La coupe de Buri 2015
La coupe de Buri 2015 a été levée à proximité immédiate du pod de chromite stratiforme décrit par Ceuleneer et Nicolas (1985) (Figure 6.37). Seules des dunites affleurent de 933 m (15OM192) à 1105 m (15OM175), s’intercalant ensuite avec des injections de gabbros à l’abord du sommet situé à 1112 m (15OM174 et 173) (Figure 6.43). La transition avec les harzburgites n’affleure pas le long de ce wadi.
Au-delà de l’échantillon basal imprégné (15OM192 – 933 m), la distribution des faciès permet de distinguer une moitié inférieure de coupe (15OM191 à 186 – 941 à 982 m) composée de dunites pures comportant de rares petits clinopyroxènes en intergranulaires. La moitié supérieure (15OM185 à 173 – 1000 à 1112 m), davantage imprégnée, est faite d’une alternance de niveaux à dunites pures et de niveaux à dunites à clinopyroxène majoritairement. La présence de plagioclase est restreinte à 3 niveaux : l’échantillon basal (15OM192), les échantillons 15OM185 et 184 en milieu de coupe (1000 – 1014 m), et les échantillons 15OM175 et 174 (1091 – 1097 m) (Figure 6.43). Les plagioclases apparaissent en larges oïkocrysts irrégulièrement repartis (Figure 6.44A).
L’ensemble des échantillons de cette coupe a une texture de recristallisation et contient de petits diopsides interstitiels. De rares amphiboles magmatiques et grenats apparaissent pour les échantillons les plus imprégnés contenant à la fois du clinopyroxène et du plagioclase. Malgré la proximité du pod stratiforme, la quantité de chromite dispersée n’est pas particulièrement importante. Souvent de petite taille, elles sont régulièrement alignées dans la matrice dunitique au sein de la partie inférieure de la coupe, évoquant une texture de proto-schlieren bien qu’elles ne soient pas directement en contact.

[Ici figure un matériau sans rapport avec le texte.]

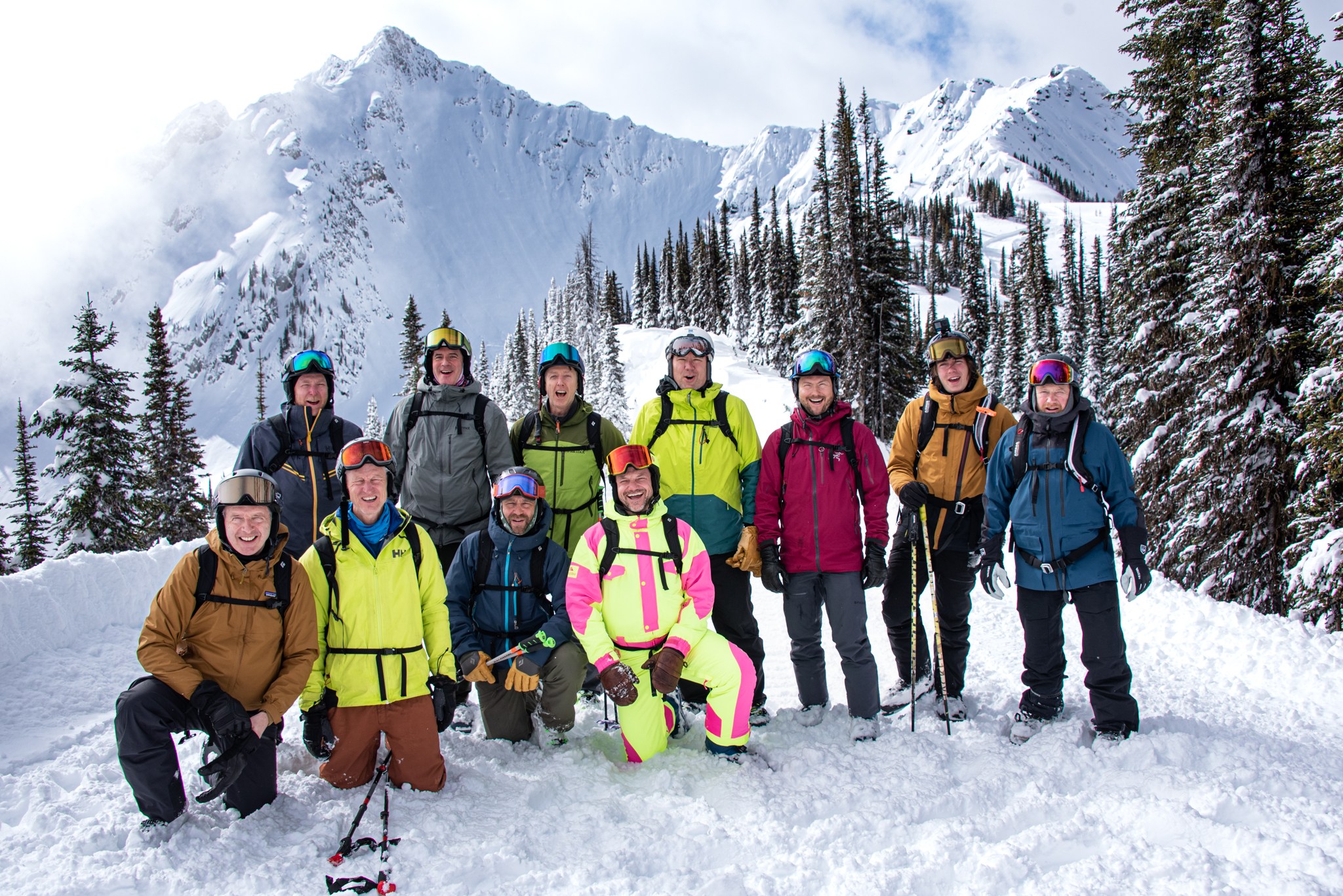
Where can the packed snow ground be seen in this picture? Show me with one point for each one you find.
(1235, 782)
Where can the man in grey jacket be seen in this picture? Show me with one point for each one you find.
(448, 438)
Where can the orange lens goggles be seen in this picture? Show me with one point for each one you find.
(628, 456)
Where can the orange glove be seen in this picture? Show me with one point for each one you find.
(476, 668)
(523, 676)
(748, 553)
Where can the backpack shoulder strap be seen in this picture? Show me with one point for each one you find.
(529, 423)
(852, 453)
(484, 556)
(612, 545)
(280, 423)
(327, 555)
(664, 421)
(284, 573)
(209, 562)
(720, 417)
(595, 441)
(673, 537)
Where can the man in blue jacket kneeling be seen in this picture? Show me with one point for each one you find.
(1053, 482)
(506, 594)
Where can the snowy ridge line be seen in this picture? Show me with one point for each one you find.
(60, 602)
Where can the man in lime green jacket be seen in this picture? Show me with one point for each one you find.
(708, 450)
(566, 442)
(383, 640)
(639, 595)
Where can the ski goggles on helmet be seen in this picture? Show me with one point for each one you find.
(521, 484)
(311, 359)
(448, 338)
(940, 349)
(561, 354)
(628, 456)
(246, 488)
(361, 452)
(814, 363)
(1051, 370)
(697, 345)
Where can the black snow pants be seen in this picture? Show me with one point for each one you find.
(1108, 676)
(734, 618)
(954, 581)
(148, 715)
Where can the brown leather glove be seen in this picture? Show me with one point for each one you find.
(620, 684)
(474, 668)
(666, 669)
(748, 553)
(523, 676)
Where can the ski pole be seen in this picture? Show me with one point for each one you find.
(347, 846)
(913, 627)
(936, 627)
(384, 872)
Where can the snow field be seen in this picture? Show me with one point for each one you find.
(1233, 783)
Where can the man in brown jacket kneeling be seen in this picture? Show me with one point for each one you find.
(229, 644)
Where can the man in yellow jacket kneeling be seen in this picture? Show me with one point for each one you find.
(639, 596)
(384, 661)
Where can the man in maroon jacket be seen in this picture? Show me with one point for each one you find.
(817, 475)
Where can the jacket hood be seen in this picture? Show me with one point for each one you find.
(540, 530)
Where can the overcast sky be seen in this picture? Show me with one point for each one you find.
(92, 83)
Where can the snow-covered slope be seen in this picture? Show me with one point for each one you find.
(310, 216)
(1233, 785)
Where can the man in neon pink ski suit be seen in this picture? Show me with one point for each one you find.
(647, 627)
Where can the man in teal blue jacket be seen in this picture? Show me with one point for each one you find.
(1053, 482)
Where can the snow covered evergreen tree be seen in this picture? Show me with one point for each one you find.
(412, 347)
(89, 414)
(374, 421)
(30, 539)
(1229, 535)
(169, 499)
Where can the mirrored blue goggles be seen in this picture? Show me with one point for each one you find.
(696, 345)
(561, 352)
(310, 359)
(814, 363)
(519, 484)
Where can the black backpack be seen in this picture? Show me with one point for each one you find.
(485, 555)
(334, 431)
(416, 412)
(209, 562)
(327, 554)
(720, 419)
(786, 442)
(980, 431)
(612, 547)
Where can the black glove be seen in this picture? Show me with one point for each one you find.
(225, 716)
(317, 731)
(875, 564)
(443, 693)
(1133, 541)
(913, 495)
(771, 572)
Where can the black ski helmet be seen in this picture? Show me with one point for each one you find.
(247, 488)
(559, 355)
(310, 362)
(446, 338)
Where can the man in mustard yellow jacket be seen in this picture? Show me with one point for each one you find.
(382, 633)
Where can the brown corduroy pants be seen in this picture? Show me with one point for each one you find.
(411, 737)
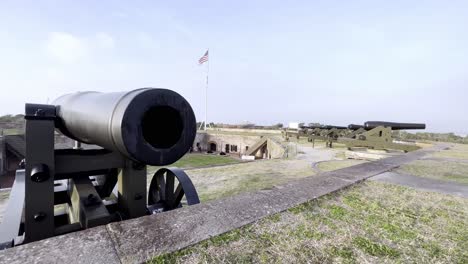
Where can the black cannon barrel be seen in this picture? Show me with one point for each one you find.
(311, 127)
(394, 125)
(148, 125)
(331, 127)
(355, 127)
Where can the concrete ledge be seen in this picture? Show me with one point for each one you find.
(88, 246)
(138, 240)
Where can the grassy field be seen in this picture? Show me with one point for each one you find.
(458, 151)
(196, 160)
(217, 182)
(12, 131)
(371, 222)
(440, 170)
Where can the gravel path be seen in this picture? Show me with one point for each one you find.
(421, 183)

Une des branches de l’accident régional N165 recoupant le flanc ouest affecte la base de la coupe Buri 2015 au niveau des échantillons 15OM191 et 190 (Figure 6.37). En ces sites on observe de nombreuses diaclases d’orientation N165.45SW (Figure 6.44B), associées localement à des traces d’intenses circulations hydrothermales. La déformation associée est faible, attestée par l’absence de mylonite. La branche N155 passant entre les échantillons 15OM102 et 103 de la coupe d’Arrière-Tuff 2 recoupe ici Buri 2015 au niveau de 15OM186. Les échantillons récoltés dans cette zone présentent des craquelures dans les grains d’olivine et une texture recristallisée moins visible. Cette faille N155 se connecte par la suite à l’accident N165 entre Buri 2015 et la coupe de Buri 2 (Figures 6.37 et 6.45).
Une seconde faille majeure N165 passe entre 15OM185 et 184, responsable du même effet sur leur texture de l’olivine. Une nouvelle fois ces deux failles majeures semblent avoir un effet sur la répartition des faciès pétrographiques, contraignant la répartition de l’unité inférieure faiblement imprégnée. Enfin, deux failles mineures N165 passent au niveau des échantillons 15OM184 (1014 m) et 15OM177 (1075 m).
La coupe de Buri 2
Le même saut topographique séparant les coupes d’Arrière-Tuff 1 et d’Arrière-Buri 2 est observé entre Buri 2015 en Buri 2, marquant le passage du plateau de Maqsad à la crête dunitique Tuff-Buri. Une différence d’altitude absolue d’environ 250 m sépare les bases de ces deux coupes espacées de km (sommet) à 2 km (base) (Figure 6.45). La coupe de Buri 2 est la plus épaisse ayant été échantillonnée, 400 m d’épaisseur entre 685 (16OM32) et 1072 m (16OM31) (Figure 6.46). De ce fait son sommet n’est plus bas que d’une quarantaine de mètres par rapport à Buri 2015.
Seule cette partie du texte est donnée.